Plant and water, then let God do the growing

There’s no secret formula to get people to follow Jesus. The children and parents we serve may never come to faith. They may not be excited about going to church with you. They may not want to pray with you. They may say, “Thank you” and be ready to move on with their lives after a placement, a hosting, or an event.

But you can’t control that.

What matters is that you are faithful to extend the love and hospitality of Jesus to people who are made in his image. We plant and water but God makes things grow (see 1 Cor. 3:1-9). Over time, we trust God will use our planting and watering to bring slow, gradual growth in the lives of the people we serve.

When we take seriously the possibility that people can belong before they believe, it gives us the freedom to reimagine what it means to be the church today.

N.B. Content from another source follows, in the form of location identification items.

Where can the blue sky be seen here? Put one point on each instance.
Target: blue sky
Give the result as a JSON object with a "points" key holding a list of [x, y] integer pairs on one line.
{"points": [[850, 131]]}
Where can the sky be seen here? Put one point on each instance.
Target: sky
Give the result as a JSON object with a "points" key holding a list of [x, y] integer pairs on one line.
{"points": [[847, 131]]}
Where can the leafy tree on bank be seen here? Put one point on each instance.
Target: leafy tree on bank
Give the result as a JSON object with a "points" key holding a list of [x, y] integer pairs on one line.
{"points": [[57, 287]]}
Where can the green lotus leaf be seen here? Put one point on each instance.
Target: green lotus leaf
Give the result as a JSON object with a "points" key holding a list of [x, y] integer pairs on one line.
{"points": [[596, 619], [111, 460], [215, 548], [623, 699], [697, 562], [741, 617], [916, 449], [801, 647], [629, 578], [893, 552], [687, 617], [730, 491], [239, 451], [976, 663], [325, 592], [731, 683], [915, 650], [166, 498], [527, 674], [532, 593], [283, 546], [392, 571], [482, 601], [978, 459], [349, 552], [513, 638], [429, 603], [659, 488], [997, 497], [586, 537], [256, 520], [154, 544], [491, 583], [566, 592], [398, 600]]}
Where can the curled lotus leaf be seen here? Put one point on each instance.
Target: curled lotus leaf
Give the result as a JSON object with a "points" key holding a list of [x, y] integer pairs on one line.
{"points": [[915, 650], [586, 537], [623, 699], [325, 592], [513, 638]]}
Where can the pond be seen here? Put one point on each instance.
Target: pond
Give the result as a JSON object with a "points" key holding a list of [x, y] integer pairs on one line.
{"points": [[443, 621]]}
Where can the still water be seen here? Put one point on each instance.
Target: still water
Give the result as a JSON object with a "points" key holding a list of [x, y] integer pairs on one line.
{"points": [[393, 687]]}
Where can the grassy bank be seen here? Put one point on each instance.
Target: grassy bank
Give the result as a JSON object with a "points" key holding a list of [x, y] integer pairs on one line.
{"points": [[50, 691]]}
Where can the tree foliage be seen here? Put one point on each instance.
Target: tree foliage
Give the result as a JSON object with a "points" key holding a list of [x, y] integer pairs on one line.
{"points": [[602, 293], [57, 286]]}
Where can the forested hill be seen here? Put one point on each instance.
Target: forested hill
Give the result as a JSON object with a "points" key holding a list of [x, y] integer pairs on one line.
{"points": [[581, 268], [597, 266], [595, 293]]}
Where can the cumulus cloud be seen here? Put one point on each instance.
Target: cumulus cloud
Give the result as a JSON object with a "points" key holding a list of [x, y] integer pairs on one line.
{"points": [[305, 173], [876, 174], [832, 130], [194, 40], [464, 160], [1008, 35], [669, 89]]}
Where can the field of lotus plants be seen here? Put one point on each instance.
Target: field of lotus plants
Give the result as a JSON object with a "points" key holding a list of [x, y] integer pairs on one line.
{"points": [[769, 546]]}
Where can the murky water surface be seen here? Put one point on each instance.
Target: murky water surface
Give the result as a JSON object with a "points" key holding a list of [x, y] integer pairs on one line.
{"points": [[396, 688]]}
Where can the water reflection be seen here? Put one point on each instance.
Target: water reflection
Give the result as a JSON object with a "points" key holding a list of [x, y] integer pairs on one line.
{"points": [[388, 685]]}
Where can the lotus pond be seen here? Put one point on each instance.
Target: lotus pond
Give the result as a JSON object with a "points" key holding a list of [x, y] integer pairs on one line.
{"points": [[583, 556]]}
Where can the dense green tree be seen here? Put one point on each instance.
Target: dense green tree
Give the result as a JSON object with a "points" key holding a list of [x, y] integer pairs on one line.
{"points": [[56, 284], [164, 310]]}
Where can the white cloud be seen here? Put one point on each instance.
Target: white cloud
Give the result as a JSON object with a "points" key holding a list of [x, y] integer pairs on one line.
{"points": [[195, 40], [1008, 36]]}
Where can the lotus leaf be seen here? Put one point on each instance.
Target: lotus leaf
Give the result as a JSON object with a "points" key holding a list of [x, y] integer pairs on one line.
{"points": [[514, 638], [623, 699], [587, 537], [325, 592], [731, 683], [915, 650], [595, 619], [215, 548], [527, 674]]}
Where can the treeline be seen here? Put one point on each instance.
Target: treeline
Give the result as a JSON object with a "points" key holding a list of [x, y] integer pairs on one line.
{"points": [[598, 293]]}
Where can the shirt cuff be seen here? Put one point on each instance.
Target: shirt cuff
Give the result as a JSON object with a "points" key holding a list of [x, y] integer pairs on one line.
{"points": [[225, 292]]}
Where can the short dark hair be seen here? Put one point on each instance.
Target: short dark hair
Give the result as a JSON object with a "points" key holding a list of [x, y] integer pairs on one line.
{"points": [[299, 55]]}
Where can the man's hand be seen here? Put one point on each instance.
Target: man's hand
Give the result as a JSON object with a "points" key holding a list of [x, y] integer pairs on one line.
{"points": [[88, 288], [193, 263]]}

Don’t get me wrong. Knowing and believing the right things are important.

But no one comes to faith in Jesus because they lost an argument to an articulate Christian.

More often than not, people come to Jesus because they received genuine love from a Christian. After all, as Jesus said, “Everyone will know you are my disciples if you love one another” (see John 13:34-35).

Now, perhaps more than ever, people–especially vulnerable families–want to experience the love, compassion, and grace that Jesus so freely gave when he walked the earth.

We have the chance to show it to them. Will we?

James is the Marketing & Development Director at Christian Heritage. He and his wife, Carly, are former licensed foster parents. Before joining CH, James worked as a pastor, college minister, and CPS investigator with Nebraska DHHS. He and Carly have four kids and live in Lincoln.